Poète aux langages divers: écriture, dessin, sculpture, fabrication, peinture et composition musicale, Rezo Gabriadze, en artiste accompli, travaille dans un théâtre qu’il a fondé, en 1981, à Tbilissi (Géorgie). Le domaine du maître recouvre l’art de la marionnette et le théâtre d’objet : les figurines colorées évoluent parmi des objets pittoresques qui les caractérisent. Dans un monde où l’humour et sourires, jugements piquants et moqueries bienveillantes redonnent vie à l’enfance disparue, encore bien présente.

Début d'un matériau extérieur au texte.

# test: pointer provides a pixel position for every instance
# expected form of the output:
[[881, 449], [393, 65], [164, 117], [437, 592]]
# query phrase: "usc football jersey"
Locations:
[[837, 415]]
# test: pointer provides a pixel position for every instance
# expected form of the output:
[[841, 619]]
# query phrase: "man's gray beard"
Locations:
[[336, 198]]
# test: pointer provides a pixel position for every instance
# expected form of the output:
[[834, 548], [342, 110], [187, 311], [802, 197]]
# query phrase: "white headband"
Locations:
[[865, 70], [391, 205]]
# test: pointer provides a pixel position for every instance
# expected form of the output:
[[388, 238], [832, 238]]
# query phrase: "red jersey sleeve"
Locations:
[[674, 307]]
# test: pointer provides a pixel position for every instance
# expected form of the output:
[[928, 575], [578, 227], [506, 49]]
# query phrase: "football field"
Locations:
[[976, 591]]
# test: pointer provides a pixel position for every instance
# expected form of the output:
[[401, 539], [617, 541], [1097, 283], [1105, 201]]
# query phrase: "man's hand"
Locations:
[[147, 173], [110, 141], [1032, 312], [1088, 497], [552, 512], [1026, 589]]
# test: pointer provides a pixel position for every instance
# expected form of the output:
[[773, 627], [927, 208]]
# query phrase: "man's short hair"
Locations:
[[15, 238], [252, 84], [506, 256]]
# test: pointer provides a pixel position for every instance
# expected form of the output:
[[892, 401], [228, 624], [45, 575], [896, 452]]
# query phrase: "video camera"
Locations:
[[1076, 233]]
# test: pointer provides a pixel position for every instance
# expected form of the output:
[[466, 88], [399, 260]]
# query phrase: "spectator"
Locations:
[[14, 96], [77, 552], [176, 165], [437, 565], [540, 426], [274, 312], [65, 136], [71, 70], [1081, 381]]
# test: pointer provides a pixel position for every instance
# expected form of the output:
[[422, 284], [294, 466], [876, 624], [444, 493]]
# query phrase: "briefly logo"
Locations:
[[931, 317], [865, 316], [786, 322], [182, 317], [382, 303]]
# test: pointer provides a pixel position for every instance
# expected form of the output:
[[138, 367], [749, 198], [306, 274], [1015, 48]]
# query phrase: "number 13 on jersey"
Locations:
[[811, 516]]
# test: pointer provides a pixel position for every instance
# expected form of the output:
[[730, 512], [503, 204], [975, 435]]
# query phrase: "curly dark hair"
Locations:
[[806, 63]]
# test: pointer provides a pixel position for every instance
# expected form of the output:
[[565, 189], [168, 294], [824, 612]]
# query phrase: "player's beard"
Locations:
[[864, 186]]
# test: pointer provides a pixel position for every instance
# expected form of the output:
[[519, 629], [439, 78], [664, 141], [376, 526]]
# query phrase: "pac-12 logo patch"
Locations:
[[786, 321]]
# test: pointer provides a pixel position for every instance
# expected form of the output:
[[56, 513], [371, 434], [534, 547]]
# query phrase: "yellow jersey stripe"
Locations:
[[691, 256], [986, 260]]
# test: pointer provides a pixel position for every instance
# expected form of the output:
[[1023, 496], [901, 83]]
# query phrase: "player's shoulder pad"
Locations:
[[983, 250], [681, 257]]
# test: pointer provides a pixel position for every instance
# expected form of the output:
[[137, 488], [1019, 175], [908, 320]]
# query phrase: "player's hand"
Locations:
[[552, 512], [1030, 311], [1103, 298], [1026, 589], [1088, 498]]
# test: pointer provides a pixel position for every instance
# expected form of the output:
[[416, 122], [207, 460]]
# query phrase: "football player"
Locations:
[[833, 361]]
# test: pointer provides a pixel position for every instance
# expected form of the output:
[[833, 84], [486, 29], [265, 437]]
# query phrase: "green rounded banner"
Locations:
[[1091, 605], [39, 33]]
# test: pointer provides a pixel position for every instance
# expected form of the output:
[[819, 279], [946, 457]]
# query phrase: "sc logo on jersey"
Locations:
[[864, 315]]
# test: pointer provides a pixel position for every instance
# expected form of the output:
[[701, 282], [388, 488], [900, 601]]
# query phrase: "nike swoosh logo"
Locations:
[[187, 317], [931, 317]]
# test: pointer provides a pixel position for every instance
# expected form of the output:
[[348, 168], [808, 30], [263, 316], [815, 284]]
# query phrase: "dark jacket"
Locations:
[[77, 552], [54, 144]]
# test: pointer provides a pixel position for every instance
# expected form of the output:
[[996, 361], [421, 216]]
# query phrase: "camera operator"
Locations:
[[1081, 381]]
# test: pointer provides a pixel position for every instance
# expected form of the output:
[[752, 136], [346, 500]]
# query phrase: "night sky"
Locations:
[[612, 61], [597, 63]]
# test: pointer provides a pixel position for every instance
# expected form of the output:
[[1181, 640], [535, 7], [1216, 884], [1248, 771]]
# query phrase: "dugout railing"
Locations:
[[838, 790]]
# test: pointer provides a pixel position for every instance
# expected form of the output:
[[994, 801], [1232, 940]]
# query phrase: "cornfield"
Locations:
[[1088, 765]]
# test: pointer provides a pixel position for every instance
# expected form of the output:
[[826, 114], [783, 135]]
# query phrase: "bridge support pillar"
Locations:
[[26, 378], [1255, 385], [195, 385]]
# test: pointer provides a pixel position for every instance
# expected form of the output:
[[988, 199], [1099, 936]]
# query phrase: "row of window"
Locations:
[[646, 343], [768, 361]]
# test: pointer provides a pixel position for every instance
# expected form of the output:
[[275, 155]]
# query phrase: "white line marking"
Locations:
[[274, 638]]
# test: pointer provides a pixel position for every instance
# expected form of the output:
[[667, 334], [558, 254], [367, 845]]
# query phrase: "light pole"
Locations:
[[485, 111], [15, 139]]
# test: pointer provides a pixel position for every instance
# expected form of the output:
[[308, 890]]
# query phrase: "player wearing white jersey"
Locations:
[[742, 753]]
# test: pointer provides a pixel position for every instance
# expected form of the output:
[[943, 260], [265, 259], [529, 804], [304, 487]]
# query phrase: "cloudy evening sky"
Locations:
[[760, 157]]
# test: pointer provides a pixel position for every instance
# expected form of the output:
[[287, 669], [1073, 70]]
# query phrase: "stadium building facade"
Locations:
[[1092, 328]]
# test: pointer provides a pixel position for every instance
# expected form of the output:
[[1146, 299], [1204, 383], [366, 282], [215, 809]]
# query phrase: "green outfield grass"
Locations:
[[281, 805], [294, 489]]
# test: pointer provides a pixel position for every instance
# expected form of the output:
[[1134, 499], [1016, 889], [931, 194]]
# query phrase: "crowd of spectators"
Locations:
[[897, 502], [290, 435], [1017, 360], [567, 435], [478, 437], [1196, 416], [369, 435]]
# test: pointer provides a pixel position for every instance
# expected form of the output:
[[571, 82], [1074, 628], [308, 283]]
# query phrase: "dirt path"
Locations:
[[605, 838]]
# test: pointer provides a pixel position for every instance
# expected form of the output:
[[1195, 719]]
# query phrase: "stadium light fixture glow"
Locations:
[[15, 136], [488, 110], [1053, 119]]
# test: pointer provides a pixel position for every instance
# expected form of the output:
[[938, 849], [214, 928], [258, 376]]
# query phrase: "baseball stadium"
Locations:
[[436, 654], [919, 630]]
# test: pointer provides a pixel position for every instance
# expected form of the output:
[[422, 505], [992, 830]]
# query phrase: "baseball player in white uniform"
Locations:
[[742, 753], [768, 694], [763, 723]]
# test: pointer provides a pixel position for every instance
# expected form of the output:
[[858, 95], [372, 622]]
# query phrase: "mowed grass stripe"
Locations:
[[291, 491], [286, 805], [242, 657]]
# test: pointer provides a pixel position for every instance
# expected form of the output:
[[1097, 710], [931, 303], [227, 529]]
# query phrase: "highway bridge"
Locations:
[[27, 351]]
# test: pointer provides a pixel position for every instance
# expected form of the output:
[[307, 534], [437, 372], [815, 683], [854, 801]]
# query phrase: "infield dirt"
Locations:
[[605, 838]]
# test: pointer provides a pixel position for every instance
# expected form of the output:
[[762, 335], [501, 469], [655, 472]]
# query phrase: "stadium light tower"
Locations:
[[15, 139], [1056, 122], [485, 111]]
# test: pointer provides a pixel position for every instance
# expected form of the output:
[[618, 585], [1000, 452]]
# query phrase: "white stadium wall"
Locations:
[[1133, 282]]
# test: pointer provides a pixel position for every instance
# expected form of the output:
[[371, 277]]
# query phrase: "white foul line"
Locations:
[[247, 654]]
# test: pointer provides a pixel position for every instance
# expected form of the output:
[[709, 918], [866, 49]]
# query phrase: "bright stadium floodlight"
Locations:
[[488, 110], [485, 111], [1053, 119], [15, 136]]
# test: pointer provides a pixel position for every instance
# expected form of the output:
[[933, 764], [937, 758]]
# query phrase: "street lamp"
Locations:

Chez Rezo Gabriadze, la relation est étroite entre l’inanimé, susceptible de mouvements, et l’intériorité. Dans ce tissu de rêves et dans une féérie presque palpable, il reste la mémoire de la réalité de l’Union soviétique, avec un excès d’autorité et une étroitesse d’esprit. Le chef de gare en uniforme, glaçant, avec un marteau tyrannique à la main, n’inspire pas la sympathie et provoque l’effroi, quand il surgit brutalement dans des apparitions régulières et suscite l’horreur.

 Dans une gare de l’Union des Républiques soviétiques (URSS), se démène Ramona, locomotive optimiste, curieuse et vive, qui s’éprend d’un solide engin d’acier, Ermon. Rezo Gabriadze  s’est inspiré d’une note de Rudyard Kipling :  «Les locomotives, avec les moteurs de bateau, sont les machines les plus promptes à éprouver des sentiments.» Le marionnettiste entretient ici une relation privilégiée avec la locomotive et le chapiteau de cirque, symboliques témoins d’un monde enfui.

Une occasion pour lui de déployer les mouvements intérieurs de ces cœurs en peine,  celui de la locomotive Ramona, figure radieuse, trop solitaire, selon son goût à elle, et qui aimerait bien que le train Ermon croise son chemin. Heureusement, placé sur la trajectoire des deux amants éloignés, un cirque et sa troupe d’acrobates, avec toute la magie des saltimbanques, entoure cette histoire d’amour ferroviaire que contrarient les missions d’un train viril, alors que la sage locomotive est assignée à résidence,  près de sa gare d’origine, empêchée de se mouvoir en adulte.

 La scénographie relève des petites merveilles que l’on dispense avec  trop de parcimonie : des trains passent en sifflant, petites chenilles aux fenêtres éclairées dans la nuit noire, lignes de vagues lumineuses qui montent et descendent, dans des «montagnes russes», en pleine Géorgie. Nous  redevenons des enfants avec plaisir, et suivons du regard tous les trains stridents du monde qui sillonnent les espaces géographiques,  et nous invitent au rêve et au voyage,  que nous soyons jeunes ou non. Ramona, l’héroïne, est particulièrement mise à l’honneur, gracieuse et féminine, et le train Ermon donne la preuve de son activité tendue.

Les acrobates-hommes ou femmes-marionnettes miniaturisées, semblent voler dans les airs et la tente du chapiteau coloré du cirque, est tendue, comme il se doit, grâce à des pieux et des fils visibles. Il suffit que, silencieux et suivant le timbre  d’une voix enregistrée, les manipulateurs nous offrent tout l’art délicat et subtil des marionnettes à fil. Accompagné par la voix off et par les musiques et les chants, les scènes s’enchaînent et la narration agit au plus près des sentiments, et nous  offrent des images claires, dans une exploration judicieuse, gratifiante et infinie, entre passé et présent…

 Véronique Hotte

 Maison Jean Vilar, Avignon, jusqu’au 17 juillet, à 16h et 19h.